L’événement de ce mois d’août est spectaculaire tant l’incendie est impressionnant, et il pousse à s’émouvoir : l’Amazonie abrite 10 % de toute la biodiversité de la planète, dont beaucoup d’espèces encore inconnues. L’incendie, auquel nous assistons de loin, aura des conséquences à très long terme. Un feu de cet ampleur « efface totalement la biodiversité sur place », nous explique Philippe Grandcolas, écologue au CNRS et au Muséum national d’histoire naturelle. Par un effacement « total », il est bel et bien question d’une impossibilité permanente à réhabiliter la biodiversité perdue.

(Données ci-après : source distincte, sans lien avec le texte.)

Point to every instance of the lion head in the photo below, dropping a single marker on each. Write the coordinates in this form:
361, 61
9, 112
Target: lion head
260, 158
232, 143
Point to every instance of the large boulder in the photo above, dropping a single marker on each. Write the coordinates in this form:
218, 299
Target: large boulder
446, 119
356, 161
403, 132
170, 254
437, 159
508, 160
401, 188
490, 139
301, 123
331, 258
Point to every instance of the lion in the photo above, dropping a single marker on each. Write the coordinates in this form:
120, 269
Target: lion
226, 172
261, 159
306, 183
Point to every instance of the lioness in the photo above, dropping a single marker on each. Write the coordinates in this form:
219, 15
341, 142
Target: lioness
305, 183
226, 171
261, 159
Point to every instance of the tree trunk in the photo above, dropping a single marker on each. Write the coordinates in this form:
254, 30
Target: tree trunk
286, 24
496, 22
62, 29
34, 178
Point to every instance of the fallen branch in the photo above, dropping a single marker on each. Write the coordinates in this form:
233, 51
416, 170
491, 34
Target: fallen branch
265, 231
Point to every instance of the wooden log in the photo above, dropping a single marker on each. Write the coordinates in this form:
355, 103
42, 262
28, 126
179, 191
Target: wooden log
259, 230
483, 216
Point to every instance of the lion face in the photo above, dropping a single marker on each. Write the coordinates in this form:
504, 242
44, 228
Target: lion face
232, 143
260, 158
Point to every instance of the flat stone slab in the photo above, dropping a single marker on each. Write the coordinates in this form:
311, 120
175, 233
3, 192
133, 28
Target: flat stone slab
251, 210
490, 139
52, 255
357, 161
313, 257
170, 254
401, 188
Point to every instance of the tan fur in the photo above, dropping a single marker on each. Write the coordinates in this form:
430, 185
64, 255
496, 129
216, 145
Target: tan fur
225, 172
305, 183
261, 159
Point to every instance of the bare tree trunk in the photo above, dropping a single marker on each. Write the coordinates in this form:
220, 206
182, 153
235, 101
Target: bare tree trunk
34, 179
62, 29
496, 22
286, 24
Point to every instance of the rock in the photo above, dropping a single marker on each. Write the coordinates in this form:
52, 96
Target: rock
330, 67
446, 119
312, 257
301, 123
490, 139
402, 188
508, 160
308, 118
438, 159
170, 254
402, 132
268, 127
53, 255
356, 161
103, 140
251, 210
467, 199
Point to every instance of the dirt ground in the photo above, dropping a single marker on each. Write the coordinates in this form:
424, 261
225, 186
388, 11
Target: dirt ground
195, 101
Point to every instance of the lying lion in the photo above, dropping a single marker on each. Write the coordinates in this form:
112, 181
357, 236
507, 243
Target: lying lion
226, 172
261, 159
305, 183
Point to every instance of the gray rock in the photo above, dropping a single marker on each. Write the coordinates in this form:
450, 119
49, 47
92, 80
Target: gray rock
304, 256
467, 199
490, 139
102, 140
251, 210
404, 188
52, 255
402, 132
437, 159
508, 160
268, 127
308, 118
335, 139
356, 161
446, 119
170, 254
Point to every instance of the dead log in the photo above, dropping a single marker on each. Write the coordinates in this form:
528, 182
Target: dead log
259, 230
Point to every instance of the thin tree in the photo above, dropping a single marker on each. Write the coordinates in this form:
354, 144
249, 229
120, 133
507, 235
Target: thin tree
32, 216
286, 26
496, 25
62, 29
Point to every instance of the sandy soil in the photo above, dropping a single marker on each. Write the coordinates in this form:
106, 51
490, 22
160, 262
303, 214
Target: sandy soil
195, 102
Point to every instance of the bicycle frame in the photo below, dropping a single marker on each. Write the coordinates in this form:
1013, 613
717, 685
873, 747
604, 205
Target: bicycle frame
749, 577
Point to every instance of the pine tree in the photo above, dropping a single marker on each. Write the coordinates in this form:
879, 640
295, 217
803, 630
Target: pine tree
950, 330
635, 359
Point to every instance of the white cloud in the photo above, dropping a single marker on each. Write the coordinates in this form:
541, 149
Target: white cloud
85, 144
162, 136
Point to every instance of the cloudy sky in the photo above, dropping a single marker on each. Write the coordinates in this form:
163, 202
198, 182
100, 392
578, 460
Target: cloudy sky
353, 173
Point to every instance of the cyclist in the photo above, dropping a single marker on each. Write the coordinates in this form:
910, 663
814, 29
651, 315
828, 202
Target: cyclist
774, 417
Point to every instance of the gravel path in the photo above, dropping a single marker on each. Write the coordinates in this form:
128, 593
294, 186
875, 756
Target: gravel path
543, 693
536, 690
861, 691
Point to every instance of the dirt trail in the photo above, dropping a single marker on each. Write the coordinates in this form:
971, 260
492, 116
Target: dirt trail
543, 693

Une biodiversité morte ne revient pas
Lorsqu’une forêt est atteinte par des feux sur une petite surface, la destruction n’est pas permanente. « Au bout de 50 à 100 ans, on peut revenir à un couvert forestier global dans lequel on aura récupéré une partie de la biodiversité », précise Philippe Grandcolas. Mais plusieurs conditions doivent être remplies. Parmi elles, il y a la nécessité que les alentours restent préservés. C’était le cas autrefois, chez les Amérindiens. Les villages temporairement sédentaires étaient entourés de parcelles de culture où des feux de petite taille étaient provoqués pour l’agriculture (culture sur brûlis). Lorsque le village se déplaçait, la culture était abandonnée, la faune et la flore se reconstituaient en quelques décennies.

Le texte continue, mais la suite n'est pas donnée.